Even after scoring a sumptuous goal against Newcastle on Monday night, the Liverpool forward made headlines for the wrong reasons when he was pictured in The Sun taking the substance more commonly known as laughing gas.
"I don't think it is something you should be doing, it's as simple as that," said the Reds manager who later added that he would be speaking to Sterling about the issue.
According to Stephen Ream at Re-Solv, a charity dedicated to combating the use of gases, glues and aerosols, Rodgers is right to take the issue so seriously due to potentially devastating effects of the legal drug.
“With Sterling in particular with the status he holds - he’s got to accept that he’s a role model of significant standing”, says Ream.
“As I think Brendan Rodgers has said, it’s just a very irresponsible thing to do have done. We’d like to see Sterling come out and apologise for it really.”

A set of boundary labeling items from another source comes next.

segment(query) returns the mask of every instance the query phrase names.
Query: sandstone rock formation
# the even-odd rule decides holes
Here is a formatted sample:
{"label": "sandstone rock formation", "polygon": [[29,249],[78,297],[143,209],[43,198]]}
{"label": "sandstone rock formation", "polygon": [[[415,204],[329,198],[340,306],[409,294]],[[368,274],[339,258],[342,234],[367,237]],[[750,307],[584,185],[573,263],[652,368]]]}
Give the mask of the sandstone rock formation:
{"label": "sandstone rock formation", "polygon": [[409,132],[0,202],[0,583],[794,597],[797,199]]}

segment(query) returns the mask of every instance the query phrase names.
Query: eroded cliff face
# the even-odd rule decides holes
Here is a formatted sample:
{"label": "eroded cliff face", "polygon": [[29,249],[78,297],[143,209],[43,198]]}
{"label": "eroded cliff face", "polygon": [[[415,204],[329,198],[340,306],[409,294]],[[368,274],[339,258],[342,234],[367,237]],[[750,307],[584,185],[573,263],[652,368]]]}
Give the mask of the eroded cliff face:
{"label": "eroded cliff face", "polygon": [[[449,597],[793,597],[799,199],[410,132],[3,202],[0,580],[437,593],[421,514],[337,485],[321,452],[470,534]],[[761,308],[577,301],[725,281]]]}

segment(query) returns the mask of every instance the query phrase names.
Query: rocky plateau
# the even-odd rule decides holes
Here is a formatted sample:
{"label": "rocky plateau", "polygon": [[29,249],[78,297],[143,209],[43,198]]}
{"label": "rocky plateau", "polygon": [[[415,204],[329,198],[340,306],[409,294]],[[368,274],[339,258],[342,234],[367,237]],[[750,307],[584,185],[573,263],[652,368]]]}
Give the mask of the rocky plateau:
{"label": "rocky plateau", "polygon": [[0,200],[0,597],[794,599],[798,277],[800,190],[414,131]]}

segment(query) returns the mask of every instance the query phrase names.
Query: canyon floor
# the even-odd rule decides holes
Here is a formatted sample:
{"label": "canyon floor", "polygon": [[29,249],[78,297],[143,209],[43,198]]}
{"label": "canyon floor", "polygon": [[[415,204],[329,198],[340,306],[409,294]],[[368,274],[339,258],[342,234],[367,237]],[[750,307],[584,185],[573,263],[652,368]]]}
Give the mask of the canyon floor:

The inhaling of laughing gas is slowly growing in the UK. According to a Home Office survey into drug misuse in England and Wales, 7.6 per cent of young adults aged 16 to 24 had taken the drug in the last year.
Laughing gas delivers a short euphoric high rarely longer than 60 seconds, yet its use can still cause significant damage explains Ream, even if it is unlikely to be lead to a long term decline in on-pitch performance.
“I wouldn't think it would have a long-term effect on his performance in that sense, no,” he explains. “But it’s hard to say. I don’t think there are enough studies out there.”
Ream argues that many are under the impression there are no risks attached, yet that's not the case. "There are deaths attached to it if people use it in a particular way", he warns. "If you hook yourself up through a mask or a tank that can be extremely dangerous and lead to asphyxiation. I think there are 17 deaths since 2006 in the UK on record.
“I think the Sterling video shows him almost lose consciousness for a second. So if you think about that and then transplant Sterling sitting down on a sofa to the streets or a near a canal then you can see the potential dangers there.”